1. Het persoonlijk betrekken van het goed
De verhuurder kan op elk ogenblik de overeenkomst
beëindigen om het goed persoonlijk te betrekken en
Art. 3, § 2
van de huurwet
dit uitsluitend op voorwaarde een opzegging van zes
maand te betekenen.
Om geldig te zijn moet de opzegging het motief en de
identiteit van de persoon vermelden die het gehuurde
goed werkelijk zal betrekken.
Deze persoon kan zijn:
• de verhuurder zelf;
• zijn/haar echtgeno(o)t(e);
• zijn/haar kinderen, kleinkinderen of geadopteerde
kinderen en de kinderen van de echtgeno(o)t(e);
• bloedverwanten in de opgaande lijn (vader,
moeder, grootouders) en deze van zijn/haar
echtgeno(o)t(e);
• broers, zusters, ooms, tantes, neven, nichten en
deze van de echtgeno(o)t(e).
Een opzeg door de verhuurder voor het betrekken
door familieleden in de derde graad is niet meer mogelijk
tijdens de eerste drie jaar van de huurovereenkomst.
Dit geldt voor de contracten gesloten of vernieuwd
vanaf 31 mei 1997.
De huurder kan aan de verhuurder een bewijs van
verwantschap vragen. De verhuurder dient dan
binnen twee maand dit bewijs voorgelegd te hebben
anders kan de huurder de nietigverklaring van
de opzegging vorderen. Deze vordering dient de
huurder op zijn beurt in te stellen ten laatste twee
maand voor het einde van de opzeggingstermijn.
Deze regel geldt reeds voor de huurovereenkomsten
die lopen op 31 mei 1997.
Hoe kan de huurder de naleving van deze voorwaarden
nagaan?
De wet voorziet dat het persoonlijk betrekken van
het goed door de verhuurder of een familielid moet
plaatsvinden in het jaar na het verstrijken van de
gegeven opzeg, of ingeval van verlenging, na
teruggave van het goed door de huurder, en dat
het goed werkelijk en doorlopend betrokken moet
blijven gedurende minstens twee jaar.
Indien deze voorwaarden niet vervuld worden,
heeft de huurder recht op een vergoeding gelijk
aan 18 maand huurprijs tenzij de verhuurder een
buitengewone omstandigheid kan inroepen.
Indien de verhuurder de huurovereenkomst vroegtijdig
beëindigt door middel van een opzeg van zes
maanden om reden van persoonlijke bewoning, uitvoering
van werken of zelfs zonder motief, kan de
huurder een tegenopzeg geven van één maand,
zonder een schadevergoeding te betalen ook al gebeurt
de opzeg tijdens de eerste drie jaar van zijn
contract.
Tot slot geldt vanaf 1 juli 2007 de regel dat tot zolang
het huurcontract niet geregistreerd is, de
huurder een niet binnen de wettelijke termijn geregistreerde
huurovereenkomst kan beëindigen zonder
een opzeggingstermijn in acht te nemen en
zonder een vergoeding te betalen.
Bron
http://www.belgium.be/nl/publicaties/publ_de_huurwet
Dit ziet er geldig uit. behalve nu vraagt de vorige baas haar drie maanden huishuur vooraleer zij mag vertrekken naar haar nieuwe woonst.

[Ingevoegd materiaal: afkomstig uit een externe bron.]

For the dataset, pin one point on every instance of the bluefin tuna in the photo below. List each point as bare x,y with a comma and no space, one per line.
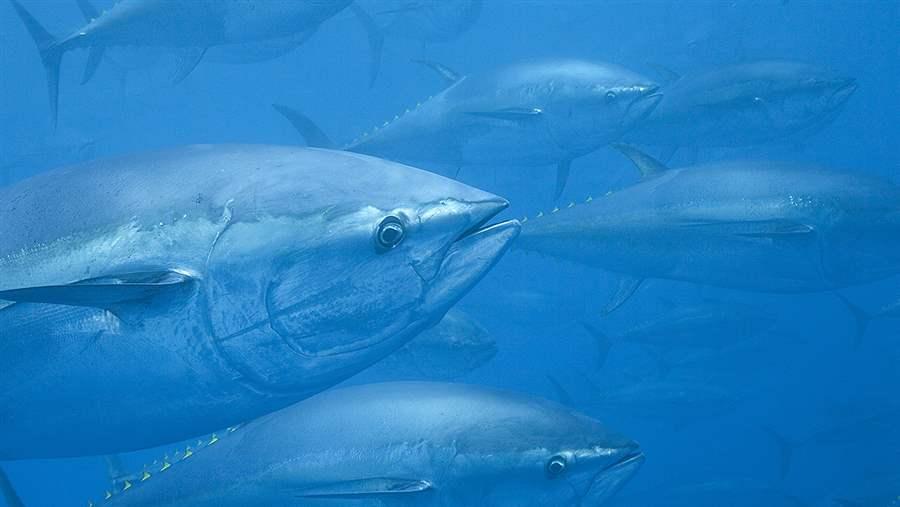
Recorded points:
757,226
192,27
532,114
423,444
154,297
743,105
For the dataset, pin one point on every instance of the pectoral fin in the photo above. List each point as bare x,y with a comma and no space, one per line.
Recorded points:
647,165
187,63
510,114
449,75
562,177
372,486
95,56
106,292
627,287
771,229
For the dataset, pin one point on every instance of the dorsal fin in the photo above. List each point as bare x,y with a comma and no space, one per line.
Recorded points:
307,128
647,165
449,75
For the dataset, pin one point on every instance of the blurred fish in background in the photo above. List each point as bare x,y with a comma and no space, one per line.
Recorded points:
681,219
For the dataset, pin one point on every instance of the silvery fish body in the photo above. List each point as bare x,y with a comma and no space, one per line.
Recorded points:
150,298
745,104
253,30
401,444
456,346
532,114
759,226
201,23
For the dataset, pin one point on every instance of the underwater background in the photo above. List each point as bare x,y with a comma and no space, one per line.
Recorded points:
797,406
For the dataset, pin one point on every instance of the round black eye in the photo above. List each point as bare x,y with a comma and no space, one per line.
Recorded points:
556,466
389,233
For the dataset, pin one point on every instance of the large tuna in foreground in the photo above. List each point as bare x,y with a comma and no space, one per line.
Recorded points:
759,226
160,296
400,444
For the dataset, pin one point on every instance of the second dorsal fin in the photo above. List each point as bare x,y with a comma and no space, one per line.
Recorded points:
647,165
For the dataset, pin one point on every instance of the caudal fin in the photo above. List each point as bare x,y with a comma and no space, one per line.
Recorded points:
861,318
51,55
310,132
8,492
95,56
376,41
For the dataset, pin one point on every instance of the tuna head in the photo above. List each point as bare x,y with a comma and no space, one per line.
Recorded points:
541,453
589,105
340,269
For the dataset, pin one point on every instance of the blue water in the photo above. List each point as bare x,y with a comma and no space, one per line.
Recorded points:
832,398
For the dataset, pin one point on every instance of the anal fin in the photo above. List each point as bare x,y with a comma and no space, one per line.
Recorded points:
371,486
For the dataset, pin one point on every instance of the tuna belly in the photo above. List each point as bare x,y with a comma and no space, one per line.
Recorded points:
81,381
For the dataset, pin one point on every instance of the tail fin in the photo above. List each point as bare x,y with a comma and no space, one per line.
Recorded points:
310,132
785,450
95,56
376,41
8,492
604,344
51,55
861,318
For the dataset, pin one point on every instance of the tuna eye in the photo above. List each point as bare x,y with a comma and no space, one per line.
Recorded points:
556,467
390,233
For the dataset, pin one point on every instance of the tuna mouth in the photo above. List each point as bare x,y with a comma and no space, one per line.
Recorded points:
475,252
611,479
484,212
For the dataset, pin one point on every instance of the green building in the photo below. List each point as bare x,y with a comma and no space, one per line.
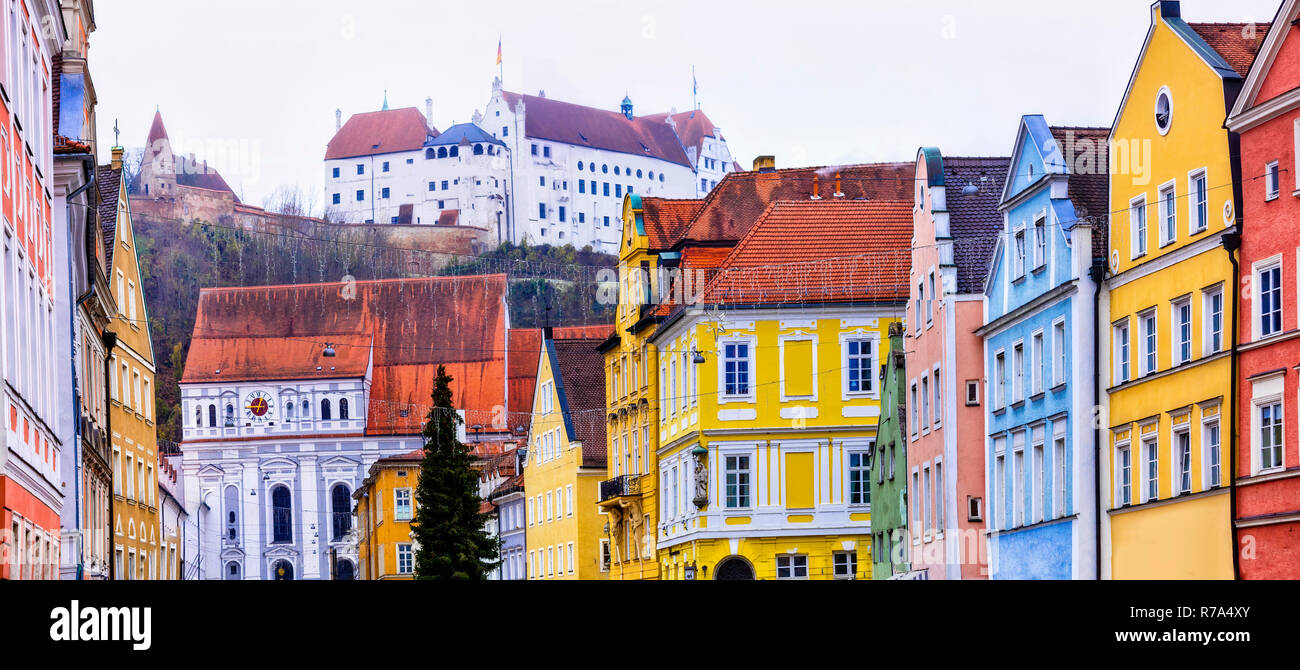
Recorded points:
889,492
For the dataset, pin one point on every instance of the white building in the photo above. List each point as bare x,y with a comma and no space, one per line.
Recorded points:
291,393
528,168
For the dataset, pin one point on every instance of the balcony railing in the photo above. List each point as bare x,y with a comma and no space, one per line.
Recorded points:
623,485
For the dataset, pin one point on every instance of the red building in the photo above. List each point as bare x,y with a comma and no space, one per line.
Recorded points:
30,479
1268,462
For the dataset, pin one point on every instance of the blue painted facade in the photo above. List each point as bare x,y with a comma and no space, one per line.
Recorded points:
1040,370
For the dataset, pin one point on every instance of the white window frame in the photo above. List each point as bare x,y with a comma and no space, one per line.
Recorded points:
750,358
1194,207
1138,233
1168,232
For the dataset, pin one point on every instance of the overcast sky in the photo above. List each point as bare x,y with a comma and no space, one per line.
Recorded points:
254,83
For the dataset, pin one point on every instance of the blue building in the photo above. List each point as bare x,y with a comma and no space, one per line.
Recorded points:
1040,354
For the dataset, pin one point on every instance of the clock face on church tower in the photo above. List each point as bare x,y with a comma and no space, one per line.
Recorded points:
258,406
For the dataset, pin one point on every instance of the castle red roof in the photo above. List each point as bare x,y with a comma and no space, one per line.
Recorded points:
412,327
589,126
732,207
819,251
1238,43
373,133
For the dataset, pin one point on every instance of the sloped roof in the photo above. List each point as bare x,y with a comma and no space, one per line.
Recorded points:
412,325
1236,43
1090,193
109,184
802,251
664,219
974,221
589,126
693,126
581,371
468,132
386,132
732,207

Dus zou me gewoon aan die maand tegen opzeg houden. (indien geregistreerd)
Een aangetekende brief sturen dat ze kennis heeft genomen van de opzeg voor eigen bewoning maar niet akkoord kan gaan met het betalen van 3 maand huur.
Normaal een opzeg van 6 maand maar 8 maand moet ook kunnen.
Normaal zou ze ook uitstel kunnen vragen maar ik vrees dat de rechter dat niet zal toestaan omdat ze reeds 8 maand kreeg.